3. The predicted values do not make sense, given the observations. Our response variable is abundance, which can only take integer values. Yet, when water content is 300, the abundance value that our model predicts to be the most probable is 1.63! We know that the probability of observing 1.63 individuals at water content = 300 is actually zero, as is the probability of observing any fraction (non-integers). Our predicted values should be modelled using a distribution that only predicts integers, rather than a continuous distribution like the normal distribution. This is a very common problem, as biological data often follows one of the myriad other statistical distributions besides the normal distribution.
5.2 So, what do we do now? Transform our data?
Very often, data will not “behave” and will violate the assumptions we have seen, showing evidence for non-normality and/or heteroskedasticity.

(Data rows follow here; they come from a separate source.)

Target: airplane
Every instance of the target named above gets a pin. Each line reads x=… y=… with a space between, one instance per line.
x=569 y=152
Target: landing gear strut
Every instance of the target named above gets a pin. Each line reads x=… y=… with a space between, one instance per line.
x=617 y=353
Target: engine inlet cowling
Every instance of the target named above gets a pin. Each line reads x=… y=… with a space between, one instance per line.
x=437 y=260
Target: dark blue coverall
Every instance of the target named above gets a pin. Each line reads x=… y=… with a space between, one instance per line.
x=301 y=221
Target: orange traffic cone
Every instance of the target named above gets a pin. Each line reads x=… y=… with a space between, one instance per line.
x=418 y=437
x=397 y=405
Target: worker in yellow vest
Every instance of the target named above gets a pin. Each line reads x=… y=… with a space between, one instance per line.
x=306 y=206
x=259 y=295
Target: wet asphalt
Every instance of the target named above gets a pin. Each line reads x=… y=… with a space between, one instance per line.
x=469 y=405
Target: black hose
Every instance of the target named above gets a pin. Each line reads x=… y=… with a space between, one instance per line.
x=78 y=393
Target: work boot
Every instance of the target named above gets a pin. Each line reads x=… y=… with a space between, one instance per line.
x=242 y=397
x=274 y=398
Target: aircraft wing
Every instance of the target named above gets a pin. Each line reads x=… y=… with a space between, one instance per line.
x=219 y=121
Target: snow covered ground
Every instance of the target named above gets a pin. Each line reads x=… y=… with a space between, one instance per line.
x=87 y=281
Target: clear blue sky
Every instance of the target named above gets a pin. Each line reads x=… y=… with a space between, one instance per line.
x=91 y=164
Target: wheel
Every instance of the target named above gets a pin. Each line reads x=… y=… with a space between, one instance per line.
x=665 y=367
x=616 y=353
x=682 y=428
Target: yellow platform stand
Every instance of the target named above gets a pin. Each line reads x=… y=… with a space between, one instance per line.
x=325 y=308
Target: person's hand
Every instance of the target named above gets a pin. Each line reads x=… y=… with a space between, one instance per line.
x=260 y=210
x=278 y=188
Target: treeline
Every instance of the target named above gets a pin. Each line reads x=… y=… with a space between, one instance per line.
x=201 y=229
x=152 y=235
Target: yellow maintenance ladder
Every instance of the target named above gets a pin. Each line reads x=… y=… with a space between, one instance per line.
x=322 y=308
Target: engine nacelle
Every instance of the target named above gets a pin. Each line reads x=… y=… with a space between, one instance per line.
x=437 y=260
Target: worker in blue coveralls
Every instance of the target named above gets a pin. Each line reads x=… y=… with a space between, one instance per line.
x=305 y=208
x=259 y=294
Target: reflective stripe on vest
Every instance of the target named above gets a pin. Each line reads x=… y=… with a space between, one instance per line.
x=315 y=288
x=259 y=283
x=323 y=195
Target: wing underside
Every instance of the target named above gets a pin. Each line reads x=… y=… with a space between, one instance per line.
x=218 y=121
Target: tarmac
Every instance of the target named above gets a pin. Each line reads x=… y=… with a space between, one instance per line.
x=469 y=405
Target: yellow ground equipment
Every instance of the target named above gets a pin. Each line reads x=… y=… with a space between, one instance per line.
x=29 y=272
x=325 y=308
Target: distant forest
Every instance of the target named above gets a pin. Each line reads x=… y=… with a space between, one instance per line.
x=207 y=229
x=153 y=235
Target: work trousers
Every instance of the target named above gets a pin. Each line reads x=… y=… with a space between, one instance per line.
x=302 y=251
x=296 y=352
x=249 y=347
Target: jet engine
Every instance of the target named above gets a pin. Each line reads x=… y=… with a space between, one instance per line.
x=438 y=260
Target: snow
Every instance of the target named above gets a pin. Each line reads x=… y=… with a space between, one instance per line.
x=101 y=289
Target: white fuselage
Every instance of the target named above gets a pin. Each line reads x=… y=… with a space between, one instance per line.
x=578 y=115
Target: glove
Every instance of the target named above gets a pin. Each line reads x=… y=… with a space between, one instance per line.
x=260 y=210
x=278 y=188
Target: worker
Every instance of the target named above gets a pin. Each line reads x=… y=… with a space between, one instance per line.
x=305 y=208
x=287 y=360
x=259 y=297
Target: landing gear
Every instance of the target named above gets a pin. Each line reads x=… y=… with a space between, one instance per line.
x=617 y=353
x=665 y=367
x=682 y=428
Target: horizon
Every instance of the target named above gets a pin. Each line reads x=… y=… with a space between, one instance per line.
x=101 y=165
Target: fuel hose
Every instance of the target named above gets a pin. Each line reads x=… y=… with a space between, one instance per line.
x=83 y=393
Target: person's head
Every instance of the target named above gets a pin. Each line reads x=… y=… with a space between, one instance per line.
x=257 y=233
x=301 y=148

We have been told to transform our data using logarithmic, square-root, and cosine transformations to get around these problems. Unfortunately, transformations not always work and come with a few drawbacks:
1. They change the response variable (!), making interpretation challenging;
2. They may not simultaneously improve linearity and homogeneity of variance;
3. The boundaries of the sample space change.
For instance, our simple linear model:
\[Y_i = \beta_0 + \beta_1X_i + \varepsilon\]
looks like this after the log-transformation of \(Y\):
\[E(\log{Y_i}) = \beta_0 + \beta_1X_i\]
It is, of course, much less intuitive to interpret that for every \(300\) units increase in water content, Galumna abundance takes the form of \(\log(1.63)\)…
Thankfully, the normal distribution is not our only option!